Last Sunday, on our national day,  I blogged about the staggering costs of US healthcare as I reflected on what it meant to be an Australian.

Here is the story of my own personal encounter with the US health system last year….

Playing it Safe

While in Las Vegas recently, I spent more than $5000 in six hours. Now, before you Bellagio Hotel in Las Vegascastigate me for reckless spending, I rush to tell you that I forked out because I’m not a gambler — I was playing it safe. The hefty bill came from a hospital, not a casino.

En route to visiting my family in Canada, I was enjoying a quiet stopover in not-so-quiet Sin City. I first felt some pain in my right calf while running up the hotel fire-escape stairs (I know, I’m crazy), making me think muscle sprain, but within 24 hours the swelling became quite marked while the pain wasn’t particularly severe.

Given that I’d just endured a long-haul flight sitting in a cramped, cattle-class seat, I decided I couldn’t take the gamble that it wasn’t a DVT. Hoping for an ultrasound, I limped into a walk-in medical clinic, where the consulting doctor thought it highly likely to be a DVT and sent me to the nearest ER.

I grew up on US TV medical dramas, ER being my favourite. The series began in my second year of med school and I soon convinced myself it was a useful and legitimate study resource — a view reinforced when an obscure case in my fifth-year internal medicine viva was identical to the fictional one in a recent episode, allowing me to answer correctly and with confidence.

When I turned up to my first real-life American ER and discovered my treating doctor’s name was Mark Green (the name of my favourite character on the show), I have to admit I felt a frisson of excitement. It didn’t hurt that the real Mark Green MD was attractive, attentive and charming.

Disappointingly, this is where the similarities with the TV show ended. There were no patients miraculously brought back to life from asystole with CPR and a few jolts from a defibrillator, no complex surgical procedures performed by underqualified staff, no doctors and nurses embroiled in interpersonal dramas at patients’ bedsides, and not even a token lovable but disruptive patient with an entertaining form of psychosis. At least, not that I got to see.
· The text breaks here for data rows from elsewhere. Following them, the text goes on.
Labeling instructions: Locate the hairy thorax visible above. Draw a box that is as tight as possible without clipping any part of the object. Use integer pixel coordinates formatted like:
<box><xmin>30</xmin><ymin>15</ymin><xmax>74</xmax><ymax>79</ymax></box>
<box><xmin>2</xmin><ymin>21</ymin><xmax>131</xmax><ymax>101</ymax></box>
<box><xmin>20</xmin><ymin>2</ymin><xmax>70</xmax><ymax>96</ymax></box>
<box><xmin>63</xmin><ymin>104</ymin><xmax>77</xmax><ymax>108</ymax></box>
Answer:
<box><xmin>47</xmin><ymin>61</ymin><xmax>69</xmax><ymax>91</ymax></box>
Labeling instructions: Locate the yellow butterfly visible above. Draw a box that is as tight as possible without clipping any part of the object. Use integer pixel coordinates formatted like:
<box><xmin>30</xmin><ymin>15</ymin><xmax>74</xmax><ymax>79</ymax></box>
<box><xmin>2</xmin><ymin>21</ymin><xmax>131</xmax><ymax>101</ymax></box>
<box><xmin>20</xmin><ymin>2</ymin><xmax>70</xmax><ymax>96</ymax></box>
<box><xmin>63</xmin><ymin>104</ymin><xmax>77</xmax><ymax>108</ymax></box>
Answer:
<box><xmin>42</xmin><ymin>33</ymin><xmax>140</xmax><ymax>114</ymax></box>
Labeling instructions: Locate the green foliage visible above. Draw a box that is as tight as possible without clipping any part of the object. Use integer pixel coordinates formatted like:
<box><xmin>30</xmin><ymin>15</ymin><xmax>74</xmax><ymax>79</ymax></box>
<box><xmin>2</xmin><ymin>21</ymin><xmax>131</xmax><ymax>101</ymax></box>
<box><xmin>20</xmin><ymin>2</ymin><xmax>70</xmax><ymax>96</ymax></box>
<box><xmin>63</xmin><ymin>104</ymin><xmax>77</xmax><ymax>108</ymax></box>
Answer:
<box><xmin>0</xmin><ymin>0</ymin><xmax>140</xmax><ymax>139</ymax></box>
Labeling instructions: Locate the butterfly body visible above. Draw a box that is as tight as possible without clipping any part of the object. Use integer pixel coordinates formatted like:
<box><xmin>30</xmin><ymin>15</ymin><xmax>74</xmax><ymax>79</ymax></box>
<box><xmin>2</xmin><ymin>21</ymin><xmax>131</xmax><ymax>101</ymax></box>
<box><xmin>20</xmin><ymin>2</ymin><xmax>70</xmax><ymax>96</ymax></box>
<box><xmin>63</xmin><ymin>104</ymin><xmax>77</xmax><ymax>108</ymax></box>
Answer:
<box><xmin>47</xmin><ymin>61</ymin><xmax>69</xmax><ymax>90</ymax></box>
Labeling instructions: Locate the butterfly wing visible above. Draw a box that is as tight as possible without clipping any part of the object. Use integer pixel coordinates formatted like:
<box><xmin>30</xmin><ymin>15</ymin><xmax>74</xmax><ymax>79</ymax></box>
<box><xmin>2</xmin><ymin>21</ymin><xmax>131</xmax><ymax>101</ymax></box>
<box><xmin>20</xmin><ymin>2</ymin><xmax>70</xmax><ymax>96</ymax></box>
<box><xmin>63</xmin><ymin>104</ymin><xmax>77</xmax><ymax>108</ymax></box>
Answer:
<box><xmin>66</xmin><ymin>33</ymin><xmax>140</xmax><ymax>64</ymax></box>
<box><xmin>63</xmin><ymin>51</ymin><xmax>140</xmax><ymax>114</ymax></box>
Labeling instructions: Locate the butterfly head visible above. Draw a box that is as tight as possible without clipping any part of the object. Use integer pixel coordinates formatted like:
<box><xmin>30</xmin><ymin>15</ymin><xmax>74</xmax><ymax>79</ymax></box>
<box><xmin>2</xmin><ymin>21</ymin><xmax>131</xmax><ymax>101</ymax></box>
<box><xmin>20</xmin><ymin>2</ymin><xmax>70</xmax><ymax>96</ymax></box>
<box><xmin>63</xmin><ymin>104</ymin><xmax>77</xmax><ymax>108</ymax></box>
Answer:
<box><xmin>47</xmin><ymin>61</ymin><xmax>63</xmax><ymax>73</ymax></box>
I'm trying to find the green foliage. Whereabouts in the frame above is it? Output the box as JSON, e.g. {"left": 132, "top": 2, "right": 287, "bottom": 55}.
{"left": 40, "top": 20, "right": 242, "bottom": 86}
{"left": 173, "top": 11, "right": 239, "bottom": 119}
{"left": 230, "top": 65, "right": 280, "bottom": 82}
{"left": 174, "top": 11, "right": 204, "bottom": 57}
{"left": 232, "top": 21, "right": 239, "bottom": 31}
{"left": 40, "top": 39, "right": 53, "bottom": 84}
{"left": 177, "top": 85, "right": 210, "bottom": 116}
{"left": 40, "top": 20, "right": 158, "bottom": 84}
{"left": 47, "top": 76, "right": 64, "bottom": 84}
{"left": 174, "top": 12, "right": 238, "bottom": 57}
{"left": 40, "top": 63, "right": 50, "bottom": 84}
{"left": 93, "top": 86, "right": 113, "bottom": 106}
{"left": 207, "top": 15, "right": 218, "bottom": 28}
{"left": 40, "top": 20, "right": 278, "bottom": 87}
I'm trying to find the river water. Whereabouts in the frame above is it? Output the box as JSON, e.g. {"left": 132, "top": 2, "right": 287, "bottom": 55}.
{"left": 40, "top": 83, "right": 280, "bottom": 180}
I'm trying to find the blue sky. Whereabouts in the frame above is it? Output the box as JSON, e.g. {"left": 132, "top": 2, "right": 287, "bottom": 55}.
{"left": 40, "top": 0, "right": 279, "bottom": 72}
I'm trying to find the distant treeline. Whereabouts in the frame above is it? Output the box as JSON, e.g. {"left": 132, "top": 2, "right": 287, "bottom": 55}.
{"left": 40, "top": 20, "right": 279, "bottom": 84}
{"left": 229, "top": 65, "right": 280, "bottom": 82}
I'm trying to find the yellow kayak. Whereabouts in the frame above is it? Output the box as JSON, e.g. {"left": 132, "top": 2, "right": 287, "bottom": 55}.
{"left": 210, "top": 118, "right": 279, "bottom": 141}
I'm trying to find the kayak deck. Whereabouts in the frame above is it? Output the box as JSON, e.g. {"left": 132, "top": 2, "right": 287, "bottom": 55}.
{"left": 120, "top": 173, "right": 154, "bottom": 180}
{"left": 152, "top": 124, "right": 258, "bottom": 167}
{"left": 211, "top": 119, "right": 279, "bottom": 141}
It was, well, like an Australian ED, except that everything was bigger: the patients (the average BMI was probably over 30), the chairs, beds, artwork — and the bill.

My ultrasound was equivocal and the D-dimer negative, so an MRI was ordered. It seemed like a bit of overkill but, from what I could gather, MRIs are ordered for practically everything in the US: tension headaches, osteoarthritis, acute back pain, toothache, a broken fingernail.

Okay, perhaps not all of these, all of the time. It did the trick for me though, producing a lovely image of a second-degree soleus muscle tear without a thrombus in sight.

It looked a lot worse than it felt. I kept declining the analgesics the nurse tried to give me, unwittingly reinforcing her perception of the Australian stereotype. “I always thought you Aussie sheilas would be tough. All those snakes you have to kill and jellyfish that bite you. And the sharks.”

She paused, looking proud of herself. “Sheila is Australian for ‘woman’, isn’t it? I learned that on HBO. I just love learning different languages.”

I know the US health system has deep-seated problems, but my brief stint as a patient was a memorable and positive one. The staff were friendly, efficient and professional, and the facilities top notch. The only hurt was the bill. I’m not the first person to lose a fortune in Las Vegas but at least I was insured against the loss!